The first mile was done at the first speed of the gelding. After that it began to falter a little from this terrible pace, and the spurs on the heels of the girl turned crimson as she drove them home. Every second seemed an eternity. In the meantime, there was a savage satisfaction in tearing the last ounce of power from the tormented body of the gelding.
She turned in a cloud of dust through the gateway of another ranch, leaped down, threw the reins at the head of the mozo, and rushed into the house itself. A house moza appeared with a smile that turned into a stare.
“Where is José Rézan?” Catalina cried. “Where is José Rézan? Instantly! Do you hear? Instantly!”

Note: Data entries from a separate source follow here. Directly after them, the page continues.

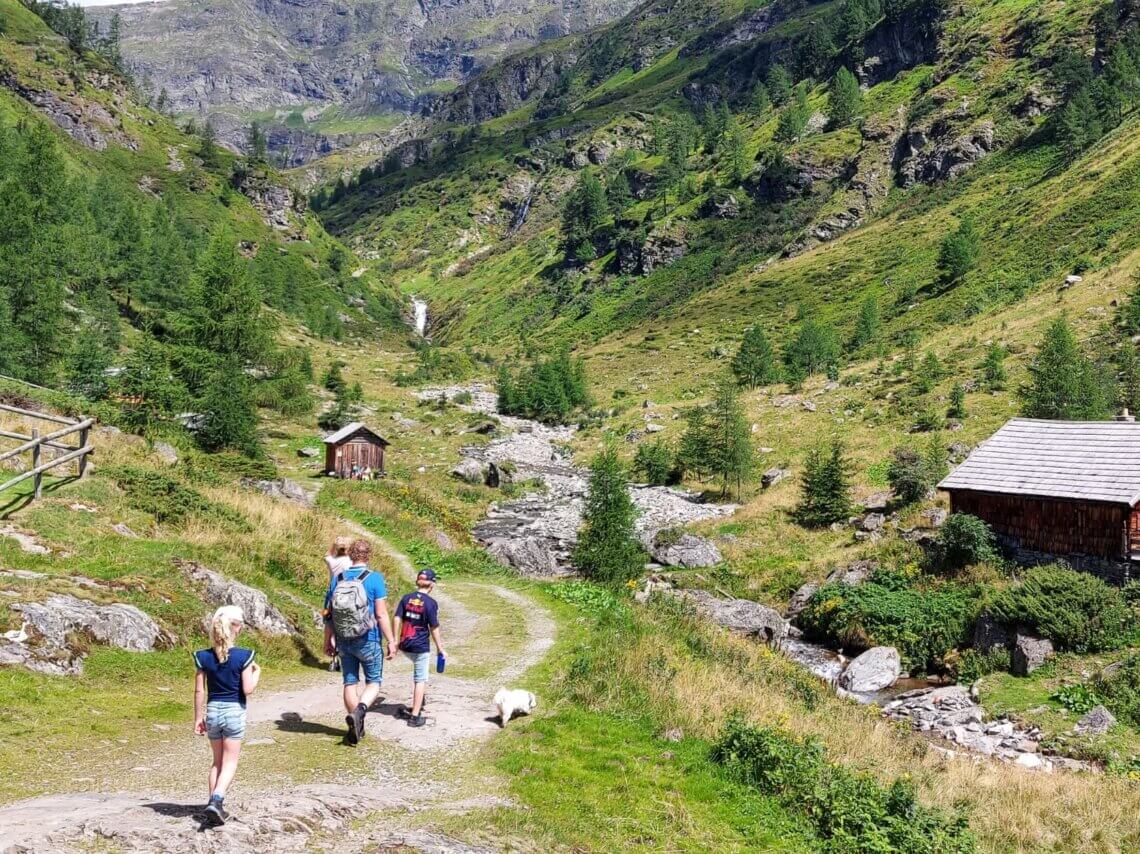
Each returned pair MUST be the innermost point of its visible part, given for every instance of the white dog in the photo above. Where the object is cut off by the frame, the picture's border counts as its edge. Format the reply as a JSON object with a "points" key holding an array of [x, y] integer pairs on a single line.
{"points": [[513, 701]]}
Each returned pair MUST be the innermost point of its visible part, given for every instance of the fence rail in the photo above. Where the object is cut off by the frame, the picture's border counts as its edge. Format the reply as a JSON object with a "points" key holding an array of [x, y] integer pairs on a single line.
{"points": [[35, 442]]}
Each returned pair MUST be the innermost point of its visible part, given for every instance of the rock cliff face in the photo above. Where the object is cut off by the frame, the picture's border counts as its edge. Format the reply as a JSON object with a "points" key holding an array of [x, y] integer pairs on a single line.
{"points": [[304, 62]]}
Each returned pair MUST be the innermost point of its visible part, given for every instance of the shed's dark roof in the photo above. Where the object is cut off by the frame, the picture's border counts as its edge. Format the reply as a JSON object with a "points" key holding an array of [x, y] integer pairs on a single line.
{"points": [[1097, 461], [348, 430]]}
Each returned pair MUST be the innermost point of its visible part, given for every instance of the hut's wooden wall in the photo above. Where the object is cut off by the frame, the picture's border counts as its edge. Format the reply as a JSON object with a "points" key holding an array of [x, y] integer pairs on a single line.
{"points": [[1056, 526]]}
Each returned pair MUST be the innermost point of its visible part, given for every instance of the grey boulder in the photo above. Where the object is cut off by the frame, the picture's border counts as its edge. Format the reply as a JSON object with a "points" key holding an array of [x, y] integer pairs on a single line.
{"points": [[1097, 722], [258, 610], [1029, 653], [741, 615], [689, 551], [873, 671]]}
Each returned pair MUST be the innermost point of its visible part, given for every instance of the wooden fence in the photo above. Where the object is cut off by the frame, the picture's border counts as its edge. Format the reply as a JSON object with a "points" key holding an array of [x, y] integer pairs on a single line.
{"points": [[38, 441]]}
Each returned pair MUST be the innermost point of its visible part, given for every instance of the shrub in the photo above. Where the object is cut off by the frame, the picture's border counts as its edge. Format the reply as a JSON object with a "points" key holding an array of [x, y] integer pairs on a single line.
{"points": [[167, 498], [1075, 610], [848, 811], [965, 541], [656, 463], [922, 624], [1121, 690]]}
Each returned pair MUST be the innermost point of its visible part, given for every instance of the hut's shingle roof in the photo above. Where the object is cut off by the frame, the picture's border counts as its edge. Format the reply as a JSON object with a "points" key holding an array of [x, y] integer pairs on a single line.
{"points": [[1096, 461], [345, 431]]}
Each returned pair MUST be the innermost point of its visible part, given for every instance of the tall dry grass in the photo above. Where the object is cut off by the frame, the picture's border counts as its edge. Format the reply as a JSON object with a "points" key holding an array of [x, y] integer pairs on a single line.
{"points": [[1011, 808]]}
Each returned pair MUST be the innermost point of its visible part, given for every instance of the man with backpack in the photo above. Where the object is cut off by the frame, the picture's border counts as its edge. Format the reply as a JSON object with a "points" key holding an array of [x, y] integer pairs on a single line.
{"points": [[356, 612]]}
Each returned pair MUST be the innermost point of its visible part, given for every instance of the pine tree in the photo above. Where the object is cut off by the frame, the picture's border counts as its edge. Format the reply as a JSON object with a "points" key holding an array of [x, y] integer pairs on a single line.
{"points": [[825, 486], [755, 363], [731, 453], [844, 98], [993, 367], [960, 250], [813, 350], [1065, 384], [957, 408], [779, 83], [735, 151], [1077, 124], [607, 549], [869, 323], [230, 420]]}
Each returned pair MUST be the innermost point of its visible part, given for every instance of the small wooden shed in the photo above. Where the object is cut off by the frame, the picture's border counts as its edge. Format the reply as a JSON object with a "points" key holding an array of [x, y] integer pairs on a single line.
{"points": [[1058, 488], [353, 448]]}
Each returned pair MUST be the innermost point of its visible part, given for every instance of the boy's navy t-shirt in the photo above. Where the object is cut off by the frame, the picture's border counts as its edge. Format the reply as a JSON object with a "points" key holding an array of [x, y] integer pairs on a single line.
{"points": [[418, 613], [224, 678], [374, 587]]}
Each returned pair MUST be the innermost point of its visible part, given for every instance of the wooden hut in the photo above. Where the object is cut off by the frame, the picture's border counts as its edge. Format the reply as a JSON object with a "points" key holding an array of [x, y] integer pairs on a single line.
{"points": [[353, 448], [1058, 488]]}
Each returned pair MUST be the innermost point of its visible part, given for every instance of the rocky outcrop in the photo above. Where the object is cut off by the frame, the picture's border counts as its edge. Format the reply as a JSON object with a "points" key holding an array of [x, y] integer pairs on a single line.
{"points": [[873, 671], [1029, 653], [218, 591], [62, 628], [740, 615], [277, 204], [687, 551], [928, 156], [1096, 722], [87, 122]]}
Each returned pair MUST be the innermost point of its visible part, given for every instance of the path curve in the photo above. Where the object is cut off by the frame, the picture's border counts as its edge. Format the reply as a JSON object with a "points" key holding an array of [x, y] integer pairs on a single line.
{"points": [[285, 820]]}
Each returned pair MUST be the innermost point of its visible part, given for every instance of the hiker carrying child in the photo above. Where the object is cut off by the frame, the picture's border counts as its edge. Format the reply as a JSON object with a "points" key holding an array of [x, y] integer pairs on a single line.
{"points": [[338, 560], [356, 616], [225, 675], [416, 626]]}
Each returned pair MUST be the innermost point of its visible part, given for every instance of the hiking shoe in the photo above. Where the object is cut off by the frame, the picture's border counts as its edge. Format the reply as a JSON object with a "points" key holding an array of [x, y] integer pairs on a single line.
{"points": [[351, 735], [357, 717], [216, 813]]}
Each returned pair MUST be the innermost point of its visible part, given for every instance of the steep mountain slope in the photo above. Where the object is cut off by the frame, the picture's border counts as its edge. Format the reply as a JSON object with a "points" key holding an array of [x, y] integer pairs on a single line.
{"points": [[326, 74], [473, 224]]}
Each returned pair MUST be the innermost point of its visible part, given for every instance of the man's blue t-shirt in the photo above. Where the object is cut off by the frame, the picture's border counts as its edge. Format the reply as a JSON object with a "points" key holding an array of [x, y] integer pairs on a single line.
{"points": [[418, 613], [224, 678], [374, 587]]}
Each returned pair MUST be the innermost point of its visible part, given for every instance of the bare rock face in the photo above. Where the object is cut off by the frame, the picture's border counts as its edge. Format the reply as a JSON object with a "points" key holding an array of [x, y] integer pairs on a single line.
{"points": [[687, 551], [221, 591], [60, 627], [740, 615], [873, 671], [1029, 653], [530, 555], [926, 159]]}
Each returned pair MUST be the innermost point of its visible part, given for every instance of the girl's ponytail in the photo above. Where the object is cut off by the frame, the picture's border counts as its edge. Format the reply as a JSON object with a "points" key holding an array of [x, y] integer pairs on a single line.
{"points": [[222, 632]]}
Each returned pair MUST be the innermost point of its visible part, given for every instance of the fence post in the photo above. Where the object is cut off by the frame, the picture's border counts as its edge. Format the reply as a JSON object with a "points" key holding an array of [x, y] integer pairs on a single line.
{"points": [[82, 460], [35, 464]]}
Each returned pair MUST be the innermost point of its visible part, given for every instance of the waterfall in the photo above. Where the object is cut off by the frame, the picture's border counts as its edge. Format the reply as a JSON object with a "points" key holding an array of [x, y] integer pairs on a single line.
{"points": [[520, 216], [420, 312]]}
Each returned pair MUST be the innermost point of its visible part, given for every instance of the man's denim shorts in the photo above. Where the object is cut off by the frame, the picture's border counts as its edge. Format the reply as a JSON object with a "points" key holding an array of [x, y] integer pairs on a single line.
{"points": [[420, 661], [225, 720], [361, 653]]}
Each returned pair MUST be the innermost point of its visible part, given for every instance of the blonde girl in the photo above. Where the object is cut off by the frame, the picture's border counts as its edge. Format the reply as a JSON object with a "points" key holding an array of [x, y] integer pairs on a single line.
{"points": [[225, 676]]}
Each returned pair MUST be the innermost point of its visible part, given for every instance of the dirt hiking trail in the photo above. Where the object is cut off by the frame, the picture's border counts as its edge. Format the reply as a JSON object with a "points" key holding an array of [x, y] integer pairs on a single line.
{"points": [[396, 772]]}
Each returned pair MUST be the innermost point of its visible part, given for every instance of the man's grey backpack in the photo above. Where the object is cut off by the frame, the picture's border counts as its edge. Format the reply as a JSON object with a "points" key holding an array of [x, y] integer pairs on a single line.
{"points": [[352, 615]]}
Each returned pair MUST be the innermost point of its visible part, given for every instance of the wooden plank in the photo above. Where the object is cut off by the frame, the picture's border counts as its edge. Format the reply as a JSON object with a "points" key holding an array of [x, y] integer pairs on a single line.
{"points": [[37, 449], [54, 446], [31, 414], [47, 466], [37, 439]]}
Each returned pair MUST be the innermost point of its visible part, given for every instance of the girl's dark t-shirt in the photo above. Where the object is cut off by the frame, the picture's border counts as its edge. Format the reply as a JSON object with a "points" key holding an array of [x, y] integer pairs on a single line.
{"points": [[224, 678]]}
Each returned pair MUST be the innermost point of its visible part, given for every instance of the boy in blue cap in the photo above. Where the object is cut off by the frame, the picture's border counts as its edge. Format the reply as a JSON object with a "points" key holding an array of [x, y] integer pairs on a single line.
{"points": [[416, 626]]}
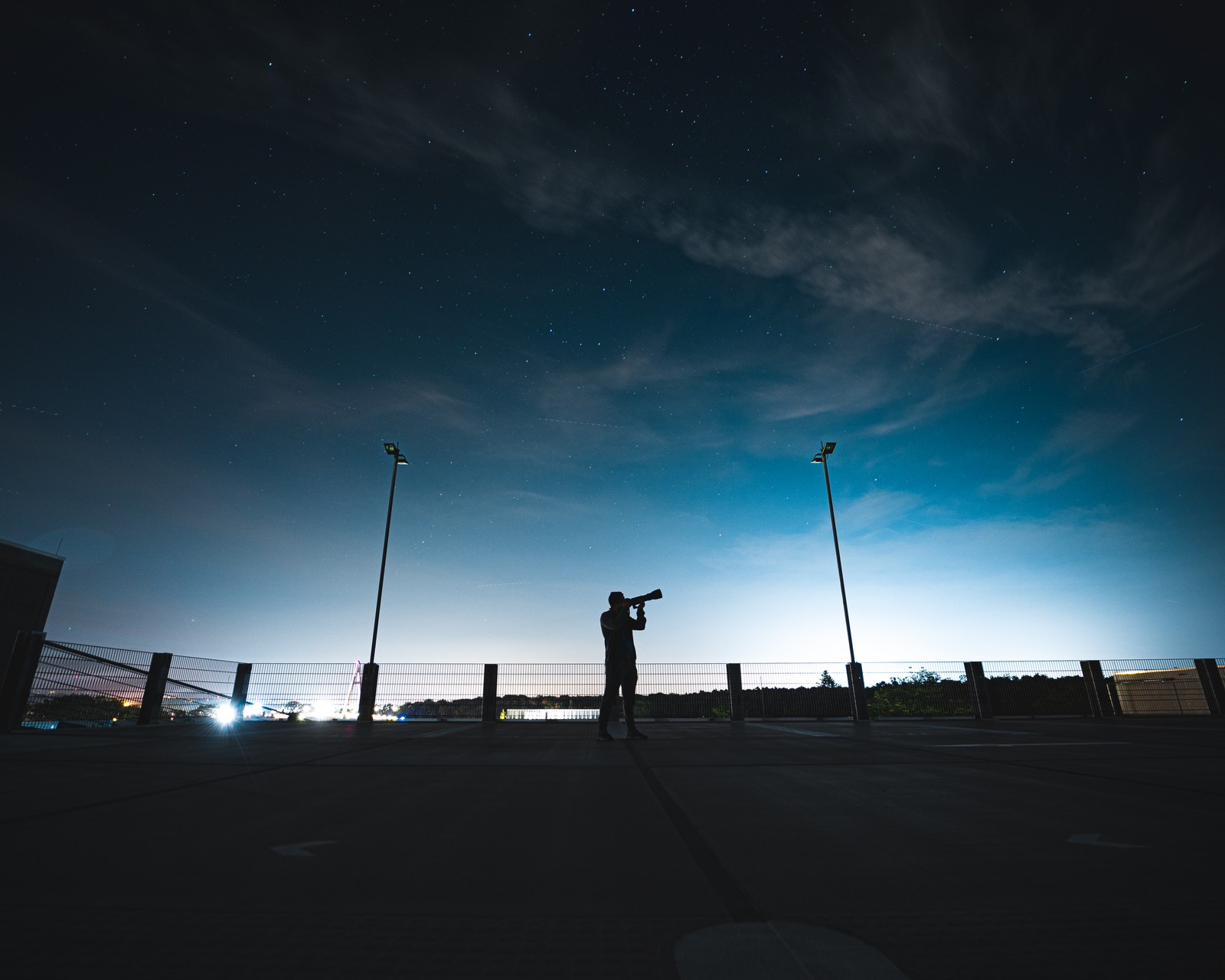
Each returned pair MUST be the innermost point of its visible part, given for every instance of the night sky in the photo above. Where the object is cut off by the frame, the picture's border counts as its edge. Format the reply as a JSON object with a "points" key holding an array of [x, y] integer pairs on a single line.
{"points": [[610, 275]]}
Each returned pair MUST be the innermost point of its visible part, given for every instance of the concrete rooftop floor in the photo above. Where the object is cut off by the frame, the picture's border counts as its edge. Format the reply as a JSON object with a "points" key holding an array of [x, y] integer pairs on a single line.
{"points": [[925, 849]]}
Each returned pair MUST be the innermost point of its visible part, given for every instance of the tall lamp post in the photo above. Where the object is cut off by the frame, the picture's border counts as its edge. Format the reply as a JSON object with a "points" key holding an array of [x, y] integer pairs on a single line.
{"points": [[854, 671], [371, 671]]}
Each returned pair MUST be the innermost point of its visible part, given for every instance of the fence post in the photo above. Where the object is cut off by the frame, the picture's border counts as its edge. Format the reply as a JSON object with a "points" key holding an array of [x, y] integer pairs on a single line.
{"points": [[737, 691], [155, 690], [369, 691], [20, 678], [1096, 686], [489, 695], [858, 695], [1210, 680], [242, 685], [979, 694]]}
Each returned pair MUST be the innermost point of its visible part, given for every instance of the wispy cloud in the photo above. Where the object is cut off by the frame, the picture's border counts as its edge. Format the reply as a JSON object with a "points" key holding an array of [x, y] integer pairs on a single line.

“He is here. Has your father been hurt, señorita?”
“José! Bring José to me, instantly!”
The moza fled as for life. Presently a door crashed. Then there was a hurrying footfall, and here was big José Rézan, looking, if possible, more handsome and huger than ever. He could hardly speak; he was delighted to see this unexpected visitor. He could only extend his hands toward her, and Catalina thrust into those hands the letter that she still carried with her.
“And my father will do nothing!” Catalina cried. She threw herself into a chair and clasped her hands before her eyes.
&
nbsp; As for José, he was in a passion of dread when he saw his idol in such a state of mind. Before he had read two words in the letter, Catalina herself was almost forgotten. He read that dreadful missive through from beginning to end, and then glanced back to make sure of the more vital parts. All was vital; all was terrible to him. He threw himself upon his knees before the girl.
“A half-wit!” Catalina sobbed.
“Catalina, my dearest, have I your permission to try to stop him?”
“Do you have to wait for that?” Catalina asked. “Do you stand here, kneeling and moping, while the half-wit is bringing Elena every instant closer to me? If he brings her in, actually, then it is the end. It is the end! Because my father swears like a madman that, for the sake of honor, he will force me to marry this insane man. He will drag me to the altar with his own hands. Do you hear, José Rézan? And still do you stand there and do nothing?”
José Rézan stood still no longer.
Even Catalina was satisfied by the manner in which he rushed from the house; even she smiled with content when she heard his great voice booming in the distance.
There was a hasty stir of preparation in the house. She was aware, past doors and down corridors, of the running of the mozos and mozas. She heard the clattering of voices, frantic with haste. Here was a household to her taste. Here the position of José Rézan was not that of mere landowner, but, rather like a feudal lord, he had some claim upon the very lives and souls of his dependents, as it were. Obedience to him was an almost religious duty. Oh, that such an atmosphere could be imported into her father’s house.
Presently José Rézan himself, mounted upon a superb cream-colored charger with a glistening silver mane and silver tail, rushed forth past the house, still thrusting his rifle into the long holster that ran along the saddle beneath his knee. Behind him rode a full dozen of hardy young cavaliers and old, men who had devoted all their lives to the service of the family of Rézan, now ready to live or to die for him.